I think most people here would agree with much of what you have to say, though with some differences.

First, the question isn't so much what the word "right", say, means but, rather, what rights are. And similarly, it isn't so much that people don't agree about what the word "right" means: It's that they don't agree about what rights are, or under what circumstances someone would have one, or what have you. It doesn't follow that all these people mean different things by the word "right". If it did, then it would be impossible to disagree about anything.

Second, to answer some questions involving the notion of a right we may not need to know exactly what rights are. This is a good thing, since some very smart people have considered this question over the last several centuries and, while real progress has been made, complete consensus has not yet been reached. Still, for some purposes, as I said, we may not need complete consensus. It may be enough if we agree about certain aspects of the notion of a right.

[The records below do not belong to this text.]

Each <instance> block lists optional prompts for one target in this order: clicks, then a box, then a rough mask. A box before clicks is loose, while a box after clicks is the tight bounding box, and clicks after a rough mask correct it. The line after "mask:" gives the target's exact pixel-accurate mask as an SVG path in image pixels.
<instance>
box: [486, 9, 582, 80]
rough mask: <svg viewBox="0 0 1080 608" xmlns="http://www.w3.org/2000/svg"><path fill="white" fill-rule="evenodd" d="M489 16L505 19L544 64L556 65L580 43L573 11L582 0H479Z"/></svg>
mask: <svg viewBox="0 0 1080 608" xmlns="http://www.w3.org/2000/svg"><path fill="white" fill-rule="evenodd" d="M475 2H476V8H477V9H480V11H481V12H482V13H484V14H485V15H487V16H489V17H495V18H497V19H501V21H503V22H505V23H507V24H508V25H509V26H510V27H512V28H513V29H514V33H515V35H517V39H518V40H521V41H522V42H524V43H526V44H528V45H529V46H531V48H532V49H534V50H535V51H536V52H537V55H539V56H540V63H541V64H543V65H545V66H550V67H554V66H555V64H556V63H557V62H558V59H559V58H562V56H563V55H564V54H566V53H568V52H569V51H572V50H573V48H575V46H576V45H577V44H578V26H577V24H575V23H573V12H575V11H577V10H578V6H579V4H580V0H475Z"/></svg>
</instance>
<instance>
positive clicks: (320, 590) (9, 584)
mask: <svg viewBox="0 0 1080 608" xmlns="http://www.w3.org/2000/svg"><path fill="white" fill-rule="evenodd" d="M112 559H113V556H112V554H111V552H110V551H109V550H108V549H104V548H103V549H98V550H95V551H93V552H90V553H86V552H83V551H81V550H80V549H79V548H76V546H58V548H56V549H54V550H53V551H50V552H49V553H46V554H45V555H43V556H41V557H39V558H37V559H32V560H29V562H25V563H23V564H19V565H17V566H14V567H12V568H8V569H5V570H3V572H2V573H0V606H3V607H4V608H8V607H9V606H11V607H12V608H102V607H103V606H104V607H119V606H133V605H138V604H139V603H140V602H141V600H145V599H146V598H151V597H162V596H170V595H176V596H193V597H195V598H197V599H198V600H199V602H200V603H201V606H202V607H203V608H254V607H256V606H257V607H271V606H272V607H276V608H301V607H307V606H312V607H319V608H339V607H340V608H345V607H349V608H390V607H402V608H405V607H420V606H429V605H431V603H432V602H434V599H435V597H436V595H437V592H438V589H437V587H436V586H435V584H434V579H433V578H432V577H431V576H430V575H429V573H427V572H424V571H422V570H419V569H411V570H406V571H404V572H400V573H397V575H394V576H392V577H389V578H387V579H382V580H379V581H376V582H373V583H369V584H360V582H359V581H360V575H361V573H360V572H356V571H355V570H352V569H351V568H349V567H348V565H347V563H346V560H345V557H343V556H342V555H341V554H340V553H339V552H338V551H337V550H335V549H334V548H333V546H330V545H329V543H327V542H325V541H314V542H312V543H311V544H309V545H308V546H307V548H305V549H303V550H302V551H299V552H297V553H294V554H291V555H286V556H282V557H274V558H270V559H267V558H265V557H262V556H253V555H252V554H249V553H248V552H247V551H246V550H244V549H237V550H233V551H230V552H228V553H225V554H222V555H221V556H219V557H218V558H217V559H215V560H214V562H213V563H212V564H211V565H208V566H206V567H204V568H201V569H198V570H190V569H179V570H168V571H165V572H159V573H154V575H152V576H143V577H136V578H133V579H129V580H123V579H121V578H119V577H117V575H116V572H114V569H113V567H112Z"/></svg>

Nonetheless, the problem remains what rights are. So suppose we do attack that problem. Well, how shall we proceed? There are various ways one might proceed, but one popular one, in recent times (and, arguably, for quite a long time), is to attempt to reach what John Rawls called "reflective equilibrium". We start with certain kinds of examples of cases in which it is clear to us, generally speaking, that someone does or does not have a right to do this or that, and then we start to theorize: What accounts of what rights are, and when people have them, will yield the results we expect? We want the theory to account for the data. Maybe we decide, on reflection, that some of what we thought were clear cases aren't so clear. So we revise our conception of the data, and begin again. Ideally, we reach a point where our theory and our intuitions about cases are in balance: That's reflective equilibrium.

So examples have an important role to play in such discussions. That's why they get mentioned so much.